De son côté, la SA ORANGE France invoquait à titre principal l’incompétence du Tribunal de Grande Instance au profit des juridictions administratives et, à titre subsidiaire, l’absence de démonstration de la part des requérants d’un dommage imminent ou d’un trouble manifestement illicite qui justifierait l’interdiction de la pose des antennes relais litigieuses.

Faisant fi de l’argumentation développée par la SA ORANGE France, le Tribunal de Grande Instance se déclare compétent en ce que le litige concerne des personnes privées et qu’il est relatif au risque lié à l’implantation immédiate des antennes relais et non à l’autorisation d’émettre sur le domaine hertzien (qui, elle, relèverait de la compétence du juge administratif).

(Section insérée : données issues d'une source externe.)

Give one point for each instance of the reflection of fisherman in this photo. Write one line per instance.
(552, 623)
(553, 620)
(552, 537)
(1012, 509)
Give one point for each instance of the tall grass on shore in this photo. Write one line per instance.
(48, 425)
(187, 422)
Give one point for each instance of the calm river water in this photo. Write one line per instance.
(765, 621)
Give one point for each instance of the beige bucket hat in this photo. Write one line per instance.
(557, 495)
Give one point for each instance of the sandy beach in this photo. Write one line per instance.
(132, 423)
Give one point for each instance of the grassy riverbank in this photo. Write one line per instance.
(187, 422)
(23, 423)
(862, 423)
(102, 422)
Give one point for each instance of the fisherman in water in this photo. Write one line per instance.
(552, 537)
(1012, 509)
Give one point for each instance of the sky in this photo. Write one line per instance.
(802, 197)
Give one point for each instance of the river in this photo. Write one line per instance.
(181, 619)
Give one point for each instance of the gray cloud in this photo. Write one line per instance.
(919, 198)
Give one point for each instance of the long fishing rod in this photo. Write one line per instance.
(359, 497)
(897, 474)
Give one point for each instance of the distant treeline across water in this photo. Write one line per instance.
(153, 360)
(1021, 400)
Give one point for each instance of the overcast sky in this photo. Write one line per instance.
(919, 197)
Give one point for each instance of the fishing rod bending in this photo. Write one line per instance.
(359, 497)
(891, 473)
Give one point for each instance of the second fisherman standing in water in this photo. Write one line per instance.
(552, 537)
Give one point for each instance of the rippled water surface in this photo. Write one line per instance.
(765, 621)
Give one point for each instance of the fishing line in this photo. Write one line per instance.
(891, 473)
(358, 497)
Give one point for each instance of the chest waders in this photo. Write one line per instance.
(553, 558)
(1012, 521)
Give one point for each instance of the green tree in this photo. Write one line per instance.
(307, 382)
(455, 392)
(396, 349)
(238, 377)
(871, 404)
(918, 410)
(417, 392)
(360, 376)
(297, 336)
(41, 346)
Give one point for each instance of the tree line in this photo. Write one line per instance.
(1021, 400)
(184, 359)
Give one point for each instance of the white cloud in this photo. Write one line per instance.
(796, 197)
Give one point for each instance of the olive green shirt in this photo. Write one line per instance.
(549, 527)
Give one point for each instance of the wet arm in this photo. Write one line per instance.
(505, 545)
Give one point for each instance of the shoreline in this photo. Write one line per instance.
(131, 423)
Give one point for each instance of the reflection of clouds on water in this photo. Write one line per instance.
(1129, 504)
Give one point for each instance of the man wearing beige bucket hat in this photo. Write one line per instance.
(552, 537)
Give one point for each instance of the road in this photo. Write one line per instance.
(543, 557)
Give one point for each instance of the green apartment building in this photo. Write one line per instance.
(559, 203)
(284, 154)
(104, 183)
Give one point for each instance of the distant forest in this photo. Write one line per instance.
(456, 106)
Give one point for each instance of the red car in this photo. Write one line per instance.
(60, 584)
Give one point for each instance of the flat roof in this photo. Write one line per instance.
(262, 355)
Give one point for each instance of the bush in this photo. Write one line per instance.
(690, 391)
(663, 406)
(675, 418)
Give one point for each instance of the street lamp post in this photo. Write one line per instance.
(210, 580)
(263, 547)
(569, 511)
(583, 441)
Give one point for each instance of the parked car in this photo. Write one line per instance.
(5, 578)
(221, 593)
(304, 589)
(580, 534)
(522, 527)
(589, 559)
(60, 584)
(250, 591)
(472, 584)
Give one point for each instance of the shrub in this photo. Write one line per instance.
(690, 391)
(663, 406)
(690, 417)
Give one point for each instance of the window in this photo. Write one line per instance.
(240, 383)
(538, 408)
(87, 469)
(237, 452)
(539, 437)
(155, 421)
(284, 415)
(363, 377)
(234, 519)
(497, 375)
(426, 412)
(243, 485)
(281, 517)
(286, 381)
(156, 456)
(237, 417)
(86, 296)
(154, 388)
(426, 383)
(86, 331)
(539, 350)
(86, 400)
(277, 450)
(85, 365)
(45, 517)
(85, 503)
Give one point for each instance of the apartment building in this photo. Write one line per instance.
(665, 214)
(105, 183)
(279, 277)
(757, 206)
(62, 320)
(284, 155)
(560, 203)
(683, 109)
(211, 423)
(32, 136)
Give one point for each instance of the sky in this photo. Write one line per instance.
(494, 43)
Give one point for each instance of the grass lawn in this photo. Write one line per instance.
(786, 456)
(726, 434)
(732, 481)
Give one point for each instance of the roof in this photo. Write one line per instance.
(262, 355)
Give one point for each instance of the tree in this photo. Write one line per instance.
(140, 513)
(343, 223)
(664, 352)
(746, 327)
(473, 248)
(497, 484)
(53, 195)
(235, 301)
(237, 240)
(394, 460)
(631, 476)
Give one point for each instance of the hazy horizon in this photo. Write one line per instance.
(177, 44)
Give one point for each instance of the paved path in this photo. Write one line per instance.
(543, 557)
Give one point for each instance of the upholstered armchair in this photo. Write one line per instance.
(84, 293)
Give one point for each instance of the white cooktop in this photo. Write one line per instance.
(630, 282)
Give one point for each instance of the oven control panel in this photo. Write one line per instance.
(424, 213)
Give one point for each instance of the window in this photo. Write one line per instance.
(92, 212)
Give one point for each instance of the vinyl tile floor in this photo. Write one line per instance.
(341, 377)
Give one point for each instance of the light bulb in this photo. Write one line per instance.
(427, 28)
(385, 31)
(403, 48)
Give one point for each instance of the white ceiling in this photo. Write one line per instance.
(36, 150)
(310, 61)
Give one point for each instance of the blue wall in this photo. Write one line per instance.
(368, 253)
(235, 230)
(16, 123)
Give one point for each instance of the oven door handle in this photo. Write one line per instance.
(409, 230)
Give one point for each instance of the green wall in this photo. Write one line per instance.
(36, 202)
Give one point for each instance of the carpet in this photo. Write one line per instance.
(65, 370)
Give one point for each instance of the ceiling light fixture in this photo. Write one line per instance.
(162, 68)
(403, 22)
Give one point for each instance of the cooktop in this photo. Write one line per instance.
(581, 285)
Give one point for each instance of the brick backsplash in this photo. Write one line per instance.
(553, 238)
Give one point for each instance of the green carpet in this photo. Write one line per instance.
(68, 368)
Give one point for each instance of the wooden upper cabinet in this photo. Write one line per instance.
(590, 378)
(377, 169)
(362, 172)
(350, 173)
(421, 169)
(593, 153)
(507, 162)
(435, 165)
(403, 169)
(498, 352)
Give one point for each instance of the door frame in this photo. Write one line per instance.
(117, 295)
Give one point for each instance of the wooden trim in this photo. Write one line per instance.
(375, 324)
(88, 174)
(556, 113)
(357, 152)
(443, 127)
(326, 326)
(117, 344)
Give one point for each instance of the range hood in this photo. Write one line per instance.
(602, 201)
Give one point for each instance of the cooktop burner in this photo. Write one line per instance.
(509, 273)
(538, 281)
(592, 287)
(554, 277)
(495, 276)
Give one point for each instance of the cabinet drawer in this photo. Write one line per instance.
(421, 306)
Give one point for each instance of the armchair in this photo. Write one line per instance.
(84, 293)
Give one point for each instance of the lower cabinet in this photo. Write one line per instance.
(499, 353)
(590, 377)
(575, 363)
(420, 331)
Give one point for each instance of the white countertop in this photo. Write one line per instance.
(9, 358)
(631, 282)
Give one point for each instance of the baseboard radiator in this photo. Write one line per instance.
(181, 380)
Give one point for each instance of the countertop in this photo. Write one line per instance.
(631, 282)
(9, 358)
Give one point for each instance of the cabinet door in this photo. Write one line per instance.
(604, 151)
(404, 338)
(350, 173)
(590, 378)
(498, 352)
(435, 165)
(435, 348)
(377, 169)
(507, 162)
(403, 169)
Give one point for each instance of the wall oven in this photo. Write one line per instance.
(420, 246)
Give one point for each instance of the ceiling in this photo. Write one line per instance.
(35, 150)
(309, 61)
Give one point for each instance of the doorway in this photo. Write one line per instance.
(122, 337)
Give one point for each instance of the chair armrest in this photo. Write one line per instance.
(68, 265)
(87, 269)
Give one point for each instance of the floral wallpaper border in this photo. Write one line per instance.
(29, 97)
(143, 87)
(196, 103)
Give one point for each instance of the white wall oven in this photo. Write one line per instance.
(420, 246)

Il décide par ailleurs, qu’il relève de la compétence des juridictions judiciaires de faire respecter le principe de précaution « traduction du devoir de prudence qui s’impose à tout sujet de droit » et que le juge judiciaire a le devoir d’appliquer ce principe qui figure à l’article L. 110-1 du code de l’environnement.

Après avoir constaté que les études scientifiques en la matière ne démontraient pas la certitude d’un danger causé par les ondes émises mais qu’il existait néanmoins un risque découlant de propagation des ondes envoyées par ces antennes pour la santé des personnes résidant à proximité, le juge judicaire décide que « la SA ORANGE contrevient tant au devoir prudence qu’au principe de précaution et que son « comportement crée un trouble manifestement illicite qu’il convient de faire cesser » sur le fondement de l’article 809 alinéa 1 du Code de Procédure Civile.


Les temps sont durs pour les opérateurs de téléphonie mobile, d’autant qu’un projet de taxe sur les antennes relais, destinée à compenser la suppression de la Taxe professionnelle, serait actuellement à l’étude au Ministère de l’Economie.